Patient safety education is a vital ingredient in ensuring the safety of our health systems. Nurses are at the forefront of care delivery, and therefore it is essential that they are equipped with the necessary competences to ensure that they can do so safely and competently. This study shows that the degree nursing students were more confident in learning about patient safety in the classroom setting than in the clinical setting. This indicated that there was an issue with the application of the theoretical aspects in the practical context, illuminating the theory–practice gap in nursing education. Consequently, the complexity of the clinical setting and the underlying factors that can hinder student learning cannot be ignored. Nursing faculty needs to establish stronger and supportive links with the clinical sites to ensure both are clear on the expected outcomes of the curriculum and therefore bridge the gap between the classroom and clinical learning.

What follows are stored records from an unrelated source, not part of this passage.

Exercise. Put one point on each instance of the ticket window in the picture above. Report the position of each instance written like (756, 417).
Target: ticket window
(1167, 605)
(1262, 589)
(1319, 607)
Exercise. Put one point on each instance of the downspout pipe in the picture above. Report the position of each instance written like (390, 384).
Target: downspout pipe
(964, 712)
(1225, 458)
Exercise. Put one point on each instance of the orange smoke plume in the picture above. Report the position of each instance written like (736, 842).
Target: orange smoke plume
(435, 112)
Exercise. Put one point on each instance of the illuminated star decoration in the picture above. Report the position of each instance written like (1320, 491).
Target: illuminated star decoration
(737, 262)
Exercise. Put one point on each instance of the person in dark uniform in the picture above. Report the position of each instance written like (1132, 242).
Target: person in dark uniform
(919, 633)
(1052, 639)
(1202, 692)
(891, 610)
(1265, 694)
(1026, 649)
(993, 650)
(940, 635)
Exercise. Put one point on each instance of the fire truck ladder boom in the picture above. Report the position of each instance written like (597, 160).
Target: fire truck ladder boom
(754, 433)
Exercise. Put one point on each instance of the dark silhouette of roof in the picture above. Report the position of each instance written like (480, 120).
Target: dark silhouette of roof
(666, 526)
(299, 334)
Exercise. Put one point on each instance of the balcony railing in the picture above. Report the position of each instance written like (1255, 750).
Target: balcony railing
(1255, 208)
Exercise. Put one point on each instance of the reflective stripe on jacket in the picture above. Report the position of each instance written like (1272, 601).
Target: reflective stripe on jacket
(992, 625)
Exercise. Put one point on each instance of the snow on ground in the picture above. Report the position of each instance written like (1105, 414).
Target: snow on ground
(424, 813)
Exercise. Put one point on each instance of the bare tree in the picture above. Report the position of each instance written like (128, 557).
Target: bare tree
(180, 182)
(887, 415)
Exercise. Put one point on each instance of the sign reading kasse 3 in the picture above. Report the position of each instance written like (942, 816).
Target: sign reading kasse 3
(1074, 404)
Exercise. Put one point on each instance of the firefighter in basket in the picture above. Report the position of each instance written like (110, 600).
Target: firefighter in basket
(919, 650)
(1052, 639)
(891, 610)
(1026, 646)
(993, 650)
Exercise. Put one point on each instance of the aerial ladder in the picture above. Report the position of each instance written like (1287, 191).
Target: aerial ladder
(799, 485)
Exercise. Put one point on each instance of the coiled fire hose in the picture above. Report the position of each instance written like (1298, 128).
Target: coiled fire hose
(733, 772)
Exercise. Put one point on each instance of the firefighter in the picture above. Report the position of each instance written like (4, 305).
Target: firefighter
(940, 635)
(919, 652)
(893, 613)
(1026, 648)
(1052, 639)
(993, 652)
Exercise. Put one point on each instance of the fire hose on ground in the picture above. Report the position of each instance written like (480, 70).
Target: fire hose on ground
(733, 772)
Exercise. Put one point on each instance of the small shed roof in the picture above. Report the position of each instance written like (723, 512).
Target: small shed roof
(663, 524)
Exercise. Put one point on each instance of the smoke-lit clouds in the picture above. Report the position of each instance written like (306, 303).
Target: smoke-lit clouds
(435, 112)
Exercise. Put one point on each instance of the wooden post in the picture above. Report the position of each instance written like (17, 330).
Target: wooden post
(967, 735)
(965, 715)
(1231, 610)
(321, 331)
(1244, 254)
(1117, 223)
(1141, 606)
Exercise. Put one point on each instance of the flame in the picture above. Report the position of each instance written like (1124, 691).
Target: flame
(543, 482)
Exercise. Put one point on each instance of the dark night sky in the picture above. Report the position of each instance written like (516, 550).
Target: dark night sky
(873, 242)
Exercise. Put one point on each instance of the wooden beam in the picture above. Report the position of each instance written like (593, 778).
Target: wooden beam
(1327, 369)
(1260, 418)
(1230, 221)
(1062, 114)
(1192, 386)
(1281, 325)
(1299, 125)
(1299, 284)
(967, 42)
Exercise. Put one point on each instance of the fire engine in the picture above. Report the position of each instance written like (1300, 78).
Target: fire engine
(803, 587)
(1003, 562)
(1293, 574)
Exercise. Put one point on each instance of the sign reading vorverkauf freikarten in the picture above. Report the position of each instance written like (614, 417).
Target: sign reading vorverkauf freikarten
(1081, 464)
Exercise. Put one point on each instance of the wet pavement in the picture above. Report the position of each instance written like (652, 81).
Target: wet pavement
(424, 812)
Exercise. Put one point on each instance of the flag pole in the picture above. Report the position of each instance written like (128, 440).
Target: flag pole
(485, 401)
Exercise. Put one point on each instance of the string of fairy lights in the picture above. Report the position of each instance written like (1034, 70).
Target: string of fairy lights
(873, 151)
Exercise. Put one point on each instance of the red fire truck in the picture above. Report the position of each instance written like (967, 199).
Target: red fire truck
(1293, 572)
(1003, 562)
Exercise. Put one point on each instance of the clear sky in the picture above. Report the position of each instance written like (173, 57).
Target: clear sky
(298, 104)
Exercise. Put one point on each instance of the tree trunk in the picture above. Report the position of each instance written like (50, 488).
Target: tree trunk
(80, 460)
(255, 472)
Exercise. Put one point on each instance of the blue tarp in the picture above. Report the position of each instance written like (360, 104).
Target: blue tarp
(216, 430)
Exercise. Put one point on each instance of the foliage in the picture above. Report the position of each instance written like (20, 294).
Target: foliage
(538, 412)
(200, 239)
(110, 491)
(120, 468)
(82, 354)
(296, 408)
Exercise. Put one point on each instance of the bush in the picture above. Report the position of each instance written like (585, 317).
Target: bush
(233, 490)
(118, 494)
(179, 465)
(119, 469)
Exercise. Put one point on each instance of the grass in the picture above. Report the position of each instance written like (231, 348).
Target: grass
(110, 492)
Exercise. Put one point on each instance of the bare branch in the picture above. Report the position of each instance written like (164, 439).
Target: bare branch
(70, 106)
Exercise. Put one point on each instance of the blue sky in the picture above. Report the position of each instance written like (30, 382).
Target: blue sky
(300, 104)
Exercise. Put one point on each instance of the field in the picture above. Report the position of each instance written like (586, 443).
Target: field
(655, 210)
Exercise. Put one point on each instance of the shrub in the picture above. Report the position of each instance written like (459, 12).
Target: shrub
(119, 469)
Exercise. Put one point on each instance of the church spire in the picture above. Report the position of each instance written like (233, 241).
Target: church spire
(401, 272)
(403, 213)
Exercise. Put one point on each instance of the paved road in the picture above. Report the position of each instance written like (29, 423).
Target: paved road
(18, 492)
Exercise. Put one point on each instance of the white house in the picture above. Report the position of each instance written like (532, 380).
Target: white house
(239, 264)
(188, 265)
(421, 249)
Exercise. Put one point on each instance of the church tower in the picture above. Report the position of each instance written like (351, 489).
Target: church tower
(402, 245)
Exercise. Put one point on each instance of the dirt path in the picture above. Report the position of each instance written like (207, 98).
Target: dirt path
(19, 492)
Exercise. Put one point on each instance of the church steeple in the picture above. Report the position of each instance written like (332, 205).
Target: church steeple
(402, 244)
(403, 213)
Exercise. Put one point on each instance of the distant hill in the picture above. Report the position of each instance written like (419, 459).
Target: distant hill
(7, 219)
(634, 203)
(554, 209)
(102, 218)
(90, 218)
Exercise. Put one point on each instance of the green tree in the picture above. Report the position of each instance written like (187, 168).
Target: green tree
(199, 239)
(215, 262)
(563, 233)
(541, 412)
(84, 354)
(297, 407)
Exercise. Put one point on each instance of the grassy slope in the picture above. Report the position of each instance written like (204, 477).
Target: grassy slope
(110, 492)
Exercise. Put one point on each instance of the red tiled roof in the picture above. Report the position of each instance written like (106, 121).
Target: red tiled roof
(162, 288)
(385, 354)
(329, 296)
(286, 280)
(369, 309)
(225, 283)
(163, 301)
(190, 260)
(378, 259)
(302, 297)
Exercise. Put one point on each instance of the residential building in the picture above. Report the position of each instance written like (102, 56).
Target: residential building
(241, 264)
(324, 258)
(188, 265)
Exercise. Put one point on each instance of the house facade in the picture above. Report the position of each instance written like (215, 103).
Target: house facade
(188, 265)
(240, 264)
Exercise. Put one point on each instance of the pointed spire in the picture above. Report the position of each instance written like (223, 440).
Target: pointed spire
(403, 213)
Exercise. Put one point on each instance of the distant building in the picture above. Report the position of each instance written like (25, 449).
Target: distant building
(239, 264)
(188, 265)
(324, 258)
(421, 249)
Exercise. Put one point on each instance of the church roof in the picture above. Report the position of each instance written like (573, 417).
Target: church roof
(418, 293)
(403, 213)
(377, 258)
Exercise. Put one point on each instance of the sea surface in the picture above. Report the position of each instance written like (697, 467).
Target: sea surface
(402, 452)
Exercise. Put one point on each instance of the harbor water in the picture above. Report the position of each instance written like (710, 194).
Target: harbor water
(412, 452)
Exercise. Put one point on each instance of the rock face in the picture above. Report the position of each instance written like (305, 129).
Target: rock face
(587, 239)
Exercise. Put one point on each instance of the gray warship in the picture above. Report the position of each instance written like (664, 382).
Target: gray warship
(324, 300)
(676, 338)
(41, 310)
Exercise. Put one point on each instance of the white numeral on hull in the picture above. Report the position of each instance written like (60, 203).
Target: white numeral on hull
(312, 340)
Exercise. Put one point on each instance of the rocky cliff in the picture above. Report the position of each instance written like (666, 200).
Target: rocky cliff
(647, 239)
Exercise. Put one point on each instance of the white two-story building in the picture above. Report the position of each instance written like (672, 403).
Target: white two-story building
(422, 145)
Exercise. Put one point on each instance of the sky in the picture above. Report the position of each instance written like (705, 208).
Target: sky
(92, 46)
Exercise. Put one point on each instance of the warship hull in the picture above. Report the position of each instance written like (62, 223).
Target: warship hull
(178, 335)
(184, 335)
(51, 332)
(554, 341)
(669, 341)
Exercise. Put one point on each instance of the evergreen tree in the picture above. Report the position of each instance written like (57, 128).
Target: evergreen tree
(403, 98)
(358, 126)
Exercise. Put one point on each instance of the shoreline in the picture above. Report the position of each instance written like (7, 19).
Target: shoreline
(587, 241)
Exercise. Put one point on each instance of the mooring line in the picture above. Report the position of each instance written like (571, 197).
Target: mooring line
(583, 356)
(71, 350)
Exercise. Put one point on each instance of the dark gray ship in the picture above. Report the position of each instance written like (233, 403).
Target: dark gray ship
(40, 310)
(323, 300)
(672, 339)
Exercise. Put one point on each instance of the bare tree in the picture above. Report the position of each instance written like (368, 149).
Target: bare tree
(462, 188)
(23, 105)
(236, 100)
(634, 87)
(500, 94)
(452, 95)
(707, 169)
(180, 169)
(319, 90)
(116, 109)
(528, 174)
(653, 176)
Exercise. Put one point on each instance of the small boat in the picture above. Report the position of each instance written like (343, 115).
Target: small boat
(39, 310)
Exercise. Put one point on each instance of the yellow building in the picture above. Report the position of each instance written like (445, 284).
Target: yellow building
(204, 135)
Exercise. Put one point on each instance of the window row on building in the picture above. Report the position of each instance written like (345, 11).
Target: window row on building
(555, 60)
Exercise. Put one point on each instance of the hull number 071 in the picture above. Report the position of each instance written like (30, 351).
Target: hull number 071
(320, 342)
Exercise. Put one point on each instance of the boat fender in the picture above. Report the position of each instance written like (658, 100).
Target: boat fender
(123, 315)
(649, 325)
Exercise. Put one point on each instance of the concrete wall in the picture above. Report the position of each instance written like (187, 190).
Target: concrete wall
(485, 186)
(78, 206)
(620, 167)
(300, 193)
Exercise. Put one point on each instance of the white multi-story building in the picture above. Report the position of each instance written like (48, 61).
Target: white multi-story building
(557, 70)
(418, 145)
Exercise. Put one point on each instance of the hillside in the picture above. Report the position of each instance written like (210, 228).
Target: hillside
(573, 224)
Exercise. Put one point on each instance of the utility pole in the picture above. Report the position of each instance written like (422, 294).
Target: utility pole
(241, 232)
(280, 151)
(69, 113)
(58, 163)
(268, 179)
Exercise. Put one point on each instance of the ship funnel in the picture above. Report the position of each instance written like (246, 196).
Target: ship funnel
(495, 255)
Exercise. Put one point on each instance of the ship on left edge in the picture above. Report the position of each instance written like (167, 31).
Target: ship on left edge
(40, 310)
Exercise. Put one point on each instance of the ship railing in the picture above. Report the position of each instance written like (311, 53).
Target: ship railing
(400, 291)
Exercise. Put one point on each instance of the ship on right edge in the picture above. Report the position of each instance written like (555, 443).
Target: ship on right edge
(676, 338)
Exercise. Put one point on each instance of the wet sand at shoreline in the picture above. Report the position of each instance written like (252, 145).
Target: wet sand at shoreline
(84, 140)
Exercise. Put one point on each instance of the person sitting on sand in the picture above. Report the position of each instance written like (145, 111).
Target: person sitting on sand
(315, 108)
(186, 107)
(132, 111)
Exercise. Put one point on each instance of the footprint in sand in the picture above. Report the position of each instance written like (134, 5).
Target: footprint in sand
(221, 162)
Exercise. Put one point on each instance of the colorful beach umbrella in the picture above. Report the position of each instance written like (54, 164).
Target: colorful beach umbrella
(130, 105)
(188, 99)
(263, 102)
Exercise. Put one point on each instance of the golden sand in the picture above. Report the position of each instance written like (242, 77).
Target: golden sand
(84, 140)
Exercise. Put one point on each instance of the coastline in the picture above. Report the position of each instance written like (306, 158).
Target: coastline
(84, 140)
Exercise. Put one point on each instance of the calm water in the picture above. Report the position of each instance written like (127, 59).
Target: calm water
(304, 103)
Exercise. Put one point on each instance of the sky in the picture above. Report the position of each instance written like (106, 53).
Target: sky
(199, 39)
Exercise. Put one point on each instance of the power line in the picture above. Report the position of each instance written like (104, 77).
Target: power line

Students were also more confident about the clinical aspects of patient safety and less confident about the sociocultural elements of patient safety, which are core competences that a nurse should have to be patient safety competent. Moreover, the students reported that the patient safety aspects were not sufficiently covered in their programmes and they feared speaking up about patient safety in the clinical areas. Faculty and clinical educators need to review the nursing programmes and integrate the sociocultural aspects of patient safety in the curriculum in both the classroom and the clinical settings. By teaching the students on these aspects, the students understand the proper patient safety culture and therefore will be aware that errors rarely occur in isolation but instead are multifaceted, and this, thus, gives them the courage to speak up about safety issues.

Acknowledgements

This study formed part of the PhD thesis of N.N.M. at the University of South Africa and was supervised by M.M.M. The authors would like to thank Prof. Liane Ginsburg for approving the use of the survey tool for this study.

Competing interests

This article describes original work and is not under consideration by any other journal, and there are no conflicts of interest to disclose by both authors.

Authors’ contributions

N.N.M. conceived and designed the study; ensured the collection of data, analysis and interpretation of data; and drafted the manuscript as part of the PhD studies. M.M.M. provided the supervision and support in the conception, design of the study and interpretation of the data and carried out critical revisions of the manuscript. Both N.N.M. and M.M.M. approved the final manuscript.

Funding

The researcher was granted a bursary by UNISA which supported the research work.

Data availability statement

Data sharing is not applicable to this article as no new data were created or analysed in this study.

Disclaimer

All the views expressed in this article are the authors’ own and not an official position of the institution or funder.